We have received information indicating that Internet domain names are being created that could be used to lure unwary users into visiting potentially malicious web sites.

Relief and charity efforts for the victims of Hurricane Katrina began immediately after the hurricane devastated the Gulf Coast area. Shortly thereafter, web sites began to appear which were designed to defraud unsuspecting users. Some of the activities include soliciting donations for seemingly charitable purposes, attempting to collect personal information through phishing scams and also spreading malware to unsuspecting users. Over the past few days, domain names that redirect users to malicious web sites have appeared online, in addition to email scams requesting donations for those impacted by the hurricane. While some of these sites and messages may be legitimate, many are not.  Please be aware that the following domains are reported to be suspicious and access through Company systems has been blocked:

katrinahelp.com

katrinacleanup.com

katrinarelief.com.

Please note that this is not an exhaustive list.

 

We recommend that if you are considering making a donation that you validate the relief fund or charity through a known reliable entity.  Please refer to the FEMA link for a list of reputable disaster relief resources for Hurricane Katrina at http://www.fema.gov/press/2005/resources_katrina.shtm
As a reminder, Security Mutual will have a one day campaign for employees to contribute money to the Red Cross for hurricane victims. Monies collected will be matched by the Company up to $5,000. All money collected will be donated to the American Red Cross disaster relief fund. Please refer to the Staff Bulletin dated today for additional details.

 

In addition to fraudulent web sites, opportunists may use this event as a vehicle for other types of online attacks.  For example, email messages that claim to contain attachments with photos, video, or other information about Hurricane Katrina may actually contain viruses, worms, or other malware.

 

While at the office and at home, we recommend that you avoid opening email messages and attachments that claim to contain video, photos, or other information relating to relief solicitation for Hurricane Katrina.

 

 

Phishing defined:

The term phishing arises from the use of increasingly sophisticated lures to "fish" for users' financial information and passwords.
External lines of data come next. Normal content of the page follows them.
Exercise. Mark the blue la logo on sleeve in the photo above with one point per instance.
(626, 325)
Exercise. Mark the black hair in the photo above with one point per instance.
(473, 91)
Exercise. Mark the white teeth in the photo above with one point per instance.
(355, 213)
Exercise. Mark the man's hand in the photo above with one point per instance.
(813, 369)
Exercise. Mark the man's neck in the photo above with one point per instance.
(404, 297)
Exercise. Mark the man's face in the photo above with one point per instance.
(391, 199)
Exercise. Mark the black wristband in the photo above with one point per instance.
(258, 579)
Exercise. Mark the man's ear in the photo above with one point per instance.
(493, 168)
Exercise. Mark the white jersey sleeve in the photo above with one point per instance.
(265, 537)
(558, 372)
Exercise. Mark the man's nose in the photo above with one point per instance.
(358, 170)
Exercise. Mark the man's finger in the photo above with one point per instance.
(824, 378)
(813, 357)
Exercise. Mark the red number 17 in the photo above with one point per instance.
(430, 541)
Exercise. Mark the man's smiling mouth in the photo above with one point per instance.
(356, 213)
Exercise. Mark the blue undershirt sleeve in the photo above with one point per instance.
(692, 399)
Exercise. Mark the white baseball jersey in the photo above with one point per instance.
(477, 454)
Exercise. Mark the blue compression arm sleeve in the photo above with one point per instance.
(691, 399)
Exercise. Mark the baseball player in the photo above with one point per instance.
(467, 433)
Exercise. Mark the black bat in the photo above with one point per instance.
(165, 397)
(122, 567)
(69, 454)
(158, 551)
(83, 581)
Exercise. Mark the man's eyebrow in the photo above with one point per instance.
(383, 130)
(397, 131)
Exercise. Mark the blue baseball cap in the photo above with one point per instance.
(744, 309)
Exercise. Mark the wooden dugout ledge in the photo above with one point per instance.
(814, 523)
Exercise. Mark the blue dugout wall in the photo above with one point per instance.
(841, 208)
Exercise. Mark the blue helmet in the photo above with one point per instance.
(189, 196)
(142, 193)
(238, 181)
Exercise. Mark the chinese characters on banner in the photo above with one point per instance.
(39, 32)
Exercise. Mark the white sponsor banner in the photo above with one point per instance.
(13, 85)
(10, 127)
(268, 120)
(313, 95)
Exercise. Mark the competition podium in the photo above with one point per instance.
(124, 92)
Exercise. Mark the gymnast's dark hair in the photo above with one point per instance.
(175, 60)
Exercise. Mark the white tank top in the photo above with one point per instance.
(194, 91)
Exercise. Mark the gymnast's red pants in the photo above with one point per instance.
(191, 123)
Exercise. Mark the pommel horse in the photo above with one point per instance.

A phishing scam is an identity theft scam that arrives via email. The email appears to come from a legitimate source such as a trusted business or financial institution, and includes an urgent request for personal information usually invoking some critical need to update an account immediately. Clicking on a link provided in the email leads to an official-looking website. Personal information provided to this site, however, goes directly to the scam artist. The best way to protect yourself from phishing scams is to avoid supplying personal information to an email request.

Malware defined:

Malware is a software program designed to fulfil any purpose contrary to the interests of the person running it. Examples of malware include viruses, spyware and worms.